This time, we conclude our three-part induction discussion.
Cleanliness of the Quench-Medium Storage System
The storage system should be drained and thoroughly cleaned (piping, tank, filters induction coil and induction system) to remove any particulate matter that may have been deposited into the quench system.
Quench Spray-Head Cleanliness
The quench spray head is a trap for foreign material. If it can be afforded, have two of the same coil with quench ring. Clean one spray quench head one day and the second the next day. The spray head can make the difference between having uniformly and consistently quenched parts because of the potential of the spray quench holes becoming blocked and potentially restricting the quench medium flow to the heated workpiece.

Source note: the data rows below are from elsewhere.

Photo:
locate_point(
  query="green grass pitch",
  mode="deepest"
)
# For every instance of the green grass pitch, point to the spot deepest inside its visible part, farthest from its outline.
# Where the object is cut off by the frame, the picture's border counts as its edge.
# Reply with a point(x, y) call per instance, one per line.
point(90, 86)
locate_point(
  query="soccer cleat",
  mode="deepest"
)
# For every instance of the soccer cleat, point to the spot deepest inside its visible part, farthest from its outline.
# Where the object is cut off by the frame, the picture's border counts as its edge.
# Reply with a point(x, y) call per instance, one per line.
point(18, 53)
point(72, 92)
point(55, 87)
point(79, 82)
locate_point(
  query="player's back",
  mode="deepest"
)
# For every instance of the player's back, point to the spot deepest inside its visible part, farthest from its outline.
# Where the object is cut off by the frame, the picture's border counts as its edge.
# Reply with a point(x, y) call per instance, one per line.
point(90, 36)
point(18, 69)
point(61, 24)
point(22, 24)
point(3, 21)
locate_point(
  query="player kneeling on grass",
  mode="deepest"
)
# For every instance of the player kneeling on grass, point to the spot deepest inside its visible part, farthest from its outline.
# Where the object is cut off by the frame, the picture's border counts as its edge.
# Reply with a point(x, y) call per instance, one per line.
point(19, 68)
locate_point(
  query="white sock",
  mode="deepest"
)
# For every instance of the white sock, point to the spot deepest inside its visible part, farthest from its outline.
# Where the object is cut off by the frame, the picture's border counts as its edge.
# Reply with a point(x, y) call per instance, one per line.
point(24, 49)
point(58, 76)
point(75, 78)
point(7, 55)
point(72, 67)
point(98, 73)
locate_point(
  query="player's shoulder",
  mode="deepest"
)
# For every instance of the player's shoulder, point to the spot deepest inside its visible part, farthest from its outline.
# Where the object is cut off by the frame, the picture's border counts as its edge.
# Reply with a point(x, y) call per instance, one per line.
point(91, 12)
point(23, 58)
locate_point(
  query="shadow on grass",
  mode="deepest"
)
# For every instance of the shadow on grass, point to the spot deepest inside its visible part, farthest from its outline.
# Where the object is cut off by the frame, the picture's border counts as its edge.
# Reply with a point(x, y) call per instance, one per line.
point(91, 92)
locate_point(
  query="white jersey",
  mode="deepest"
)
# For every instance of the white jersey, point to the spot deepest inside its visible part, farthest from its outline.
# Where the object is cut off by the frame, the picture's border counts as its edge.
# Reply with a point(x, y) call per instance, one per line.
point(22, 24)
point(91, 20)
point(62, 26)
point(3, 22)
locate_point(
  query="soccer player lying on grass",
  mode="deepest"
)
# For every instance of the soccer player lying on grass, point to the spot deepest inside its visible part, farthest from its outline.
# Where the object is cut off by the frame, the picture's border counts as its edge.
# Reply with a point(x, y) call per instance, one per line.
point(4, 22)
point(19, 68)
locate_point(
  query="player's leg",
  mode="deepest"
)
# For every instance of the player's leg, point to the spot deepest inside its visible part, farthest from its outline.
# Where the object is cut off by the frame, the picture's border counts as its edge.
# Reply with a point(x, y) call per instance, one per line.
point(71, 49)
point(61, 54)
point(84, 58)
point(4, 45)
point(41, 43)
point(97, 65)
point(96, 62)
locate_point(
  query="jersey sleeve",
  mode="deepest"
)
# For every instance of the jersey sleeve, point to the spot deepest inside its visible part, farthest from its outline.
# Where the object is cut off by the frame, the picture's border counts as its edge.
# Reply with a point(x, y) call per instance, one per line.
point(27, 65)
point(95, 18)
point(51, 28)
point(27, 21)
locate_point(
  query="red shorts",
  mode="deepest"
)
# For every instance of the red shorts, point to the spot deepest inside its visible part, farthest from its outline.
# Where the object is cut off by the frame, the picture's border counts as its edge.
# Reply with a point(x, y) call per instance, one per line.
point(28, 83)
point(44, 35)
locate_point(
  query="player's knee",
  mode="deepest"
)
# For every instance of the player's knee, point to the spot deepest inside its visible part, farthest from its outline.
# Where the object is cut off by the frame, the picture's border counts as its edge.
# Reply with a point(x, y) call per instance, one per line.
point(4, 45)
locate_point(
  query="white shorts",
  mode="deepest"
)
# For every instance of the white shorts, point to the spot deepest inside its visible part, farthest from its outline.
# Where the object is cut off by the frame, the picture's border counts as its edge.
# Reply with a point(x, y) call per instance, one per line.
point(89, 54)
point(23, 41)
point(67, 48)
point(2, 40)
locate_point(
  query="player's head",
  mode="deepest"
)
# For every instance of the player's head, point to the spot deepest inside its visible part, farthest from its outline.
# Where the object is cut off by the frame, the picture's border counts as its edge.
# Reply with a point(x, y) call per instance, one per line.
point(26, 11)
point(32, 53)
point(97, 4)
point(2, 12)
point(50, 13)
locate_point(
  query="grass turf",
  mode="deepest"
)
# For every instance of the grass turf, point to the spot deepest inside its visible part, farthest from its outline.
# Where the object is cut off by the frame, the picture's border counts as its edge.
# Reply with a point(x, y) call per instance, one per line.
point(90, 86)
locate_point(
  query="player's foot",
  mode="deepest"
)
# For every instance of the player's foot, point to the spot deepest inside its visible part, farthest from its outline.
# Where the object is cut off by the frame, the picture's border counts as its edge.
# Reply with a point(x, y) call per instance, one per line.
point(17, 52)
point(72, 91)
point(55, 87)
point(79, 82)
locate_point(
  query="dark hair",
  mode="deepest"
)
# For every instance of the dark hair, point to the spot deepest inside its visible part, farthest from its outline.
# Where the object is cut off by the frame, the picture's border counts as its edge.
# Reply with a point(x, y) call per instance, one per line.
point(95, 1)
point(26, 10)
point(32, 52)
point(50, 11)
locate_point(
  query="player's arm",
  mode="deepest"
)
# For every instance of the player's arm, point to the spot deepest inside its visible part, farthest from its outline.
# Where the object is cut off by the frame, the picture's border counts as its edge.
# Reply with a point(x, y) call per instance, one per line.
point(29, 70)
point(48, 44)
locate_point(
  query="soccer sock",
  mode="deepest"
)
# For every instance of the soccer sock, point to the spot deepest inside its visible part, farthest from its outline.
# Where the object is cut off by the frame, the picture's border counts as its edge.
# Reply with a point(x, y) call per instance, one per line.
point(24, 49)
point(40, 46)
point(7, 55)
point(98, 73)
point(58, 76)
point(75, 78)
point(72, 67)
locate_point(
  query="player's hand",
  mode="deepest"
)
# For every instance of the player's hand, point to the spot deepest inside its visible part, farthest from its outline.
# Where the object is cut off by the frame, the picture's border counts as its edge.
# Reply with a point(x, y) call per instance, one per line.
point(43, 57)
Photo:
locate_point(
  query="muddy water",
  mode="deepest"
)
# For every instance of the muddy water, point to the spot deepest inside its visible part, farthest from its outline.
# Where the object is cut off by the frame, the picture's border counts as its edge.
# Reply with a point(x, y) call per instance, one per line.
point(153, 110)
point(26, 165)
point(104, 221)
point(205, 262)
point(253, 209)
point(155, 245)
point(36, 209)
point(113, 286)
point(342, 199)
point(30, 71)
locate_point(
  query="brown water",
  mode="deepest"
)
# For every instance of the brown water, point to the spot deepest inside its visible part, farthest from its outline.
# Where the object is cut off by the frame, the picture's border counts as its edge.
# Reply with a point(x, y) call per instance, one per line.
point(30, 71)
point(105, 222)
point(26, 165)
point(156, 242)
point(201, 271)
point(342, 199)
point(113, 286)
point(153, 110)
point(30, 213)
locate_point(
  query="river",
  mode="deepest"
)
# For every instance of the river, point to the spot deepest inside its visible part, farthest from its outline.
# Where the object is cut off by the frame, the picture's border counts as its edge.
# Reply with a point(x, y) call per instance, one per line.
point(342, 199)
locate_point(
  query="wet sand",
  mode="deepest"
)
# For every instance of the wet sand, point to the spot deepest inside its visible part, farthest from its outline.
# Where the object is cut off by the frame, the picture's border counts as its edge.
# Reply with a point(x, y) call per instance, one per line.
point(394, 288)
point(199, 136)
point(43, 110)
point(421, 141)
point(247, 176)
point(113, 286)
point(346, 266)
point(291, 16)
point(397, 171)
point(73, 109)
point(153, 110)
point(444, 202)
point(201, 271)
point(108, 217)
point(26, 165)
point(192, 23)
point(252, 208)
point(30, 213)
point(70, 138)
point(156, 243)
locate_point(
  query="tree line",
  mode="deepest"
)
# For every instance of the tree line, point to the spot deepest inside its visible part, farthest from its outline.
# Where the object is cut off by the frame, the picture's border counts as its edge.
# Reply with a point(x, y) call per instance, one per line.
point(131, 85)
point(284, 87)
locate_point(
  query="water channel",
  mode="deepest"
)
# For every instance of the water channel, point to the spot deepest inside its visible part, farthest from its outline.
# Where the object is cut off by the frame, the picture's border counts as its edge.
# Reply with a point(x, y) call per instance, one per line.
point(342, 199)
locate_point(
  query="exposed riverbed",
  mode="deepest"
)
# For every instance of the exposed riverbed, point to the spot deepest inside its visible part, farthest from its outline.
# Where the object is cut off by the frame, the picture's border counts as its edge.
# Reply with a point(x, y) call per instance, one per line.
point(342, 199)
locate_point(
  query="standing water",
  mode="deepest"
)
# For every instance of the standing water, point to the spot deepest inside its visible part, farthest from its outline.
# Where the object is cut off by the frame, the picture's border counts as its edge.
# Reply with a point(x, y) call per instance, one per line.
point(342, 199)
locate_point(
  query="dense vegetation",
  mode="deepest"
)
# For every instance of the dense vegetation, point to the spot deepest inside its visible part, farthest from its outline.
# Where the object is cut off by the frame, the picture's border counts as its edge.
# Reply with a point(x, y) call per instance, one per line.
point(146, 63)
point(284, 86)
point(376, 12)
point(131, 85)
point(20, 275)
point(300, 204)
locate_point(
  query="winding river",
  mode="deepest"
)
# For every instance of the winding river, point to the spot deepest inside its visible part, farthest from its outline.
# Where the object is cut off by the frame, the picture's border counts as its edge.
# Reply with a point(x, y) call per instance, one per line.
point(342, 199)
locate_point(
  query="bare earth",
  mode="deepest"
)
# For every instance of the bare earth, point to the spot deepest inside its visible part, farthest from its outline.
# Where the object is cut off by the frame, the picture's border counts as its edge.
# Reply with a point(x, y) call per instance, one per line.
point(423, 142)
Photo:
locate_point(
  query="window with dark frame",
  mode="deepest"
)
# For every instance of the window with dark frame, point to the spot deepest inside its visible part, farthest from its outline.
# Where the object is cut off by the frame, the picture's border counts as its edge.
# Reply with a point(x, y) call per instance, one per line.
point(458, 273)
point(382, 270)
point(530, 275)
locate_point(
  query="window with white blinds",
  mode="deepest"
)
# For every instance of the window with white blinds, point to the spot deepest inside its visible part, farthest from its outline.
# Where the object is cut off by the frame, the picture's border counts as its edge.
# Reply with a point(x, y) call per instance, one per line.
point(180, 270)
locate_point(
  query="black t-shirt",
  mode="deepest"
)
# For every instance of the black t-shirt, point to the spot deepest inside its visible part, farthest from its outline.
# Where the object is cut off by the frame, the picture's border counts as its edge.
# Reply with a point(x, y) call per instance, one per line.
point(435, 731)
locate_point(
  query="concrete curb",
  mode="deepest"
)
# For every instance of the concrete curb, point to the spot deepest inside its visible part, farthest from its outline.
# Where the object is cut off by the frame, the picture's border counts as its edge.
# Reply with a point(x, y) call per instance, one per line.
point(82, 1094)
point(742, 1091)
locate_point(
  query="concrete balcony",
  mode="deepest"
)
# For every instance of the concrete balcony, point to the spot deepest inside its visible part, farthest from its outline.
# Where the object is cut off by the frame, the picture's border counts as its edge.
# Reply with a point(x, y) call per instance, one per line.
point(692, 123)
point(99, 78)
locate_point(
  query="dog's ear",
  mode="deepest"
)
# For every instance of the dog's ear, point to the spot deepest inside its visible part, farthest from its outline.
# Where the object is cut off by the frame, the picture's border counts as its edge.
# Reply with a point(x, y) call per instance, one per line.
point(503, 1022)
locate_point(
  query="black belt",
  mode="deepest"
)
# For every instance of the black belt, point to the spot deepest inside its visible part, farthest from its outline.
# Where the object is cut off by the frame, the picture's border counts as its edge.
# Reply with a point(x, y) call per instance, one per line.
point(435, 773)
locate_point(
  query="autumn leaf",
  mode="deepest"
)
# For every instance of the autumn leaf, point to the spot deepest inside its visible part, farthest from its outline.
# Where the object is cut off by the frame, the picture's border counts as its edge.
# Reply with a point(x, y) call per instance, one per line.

Electrical Contact Face Cleanliness of the Inductor Coil
Each time that the inductor coil is removed or changed, clean the contact mounting faces of both the induction coil and the inductor power head. Use very soft iron wire to accomplish this and then thoroughly rinse the faces and dry completely. Also, use a torque wrench to ensure accurate and consistent tightening of the holding nuts and studs.
Mechanical Handling of the Components to be Induction Heat Treated
Check the mechanical handling system (especially if a carousel table and individual smaller rotating carousels on the main indexing table) for uniform 360-degree rotation with no off-center rotation. This will produce non-uniform case-depth formations.
Very regular and consistent preventive maintenance is perhaps the biggest single item to ensure process stability and produce uniform metallurgy. Of course, there will always be process anomalies, which can be in the steel itself as well as its prior metallurgy.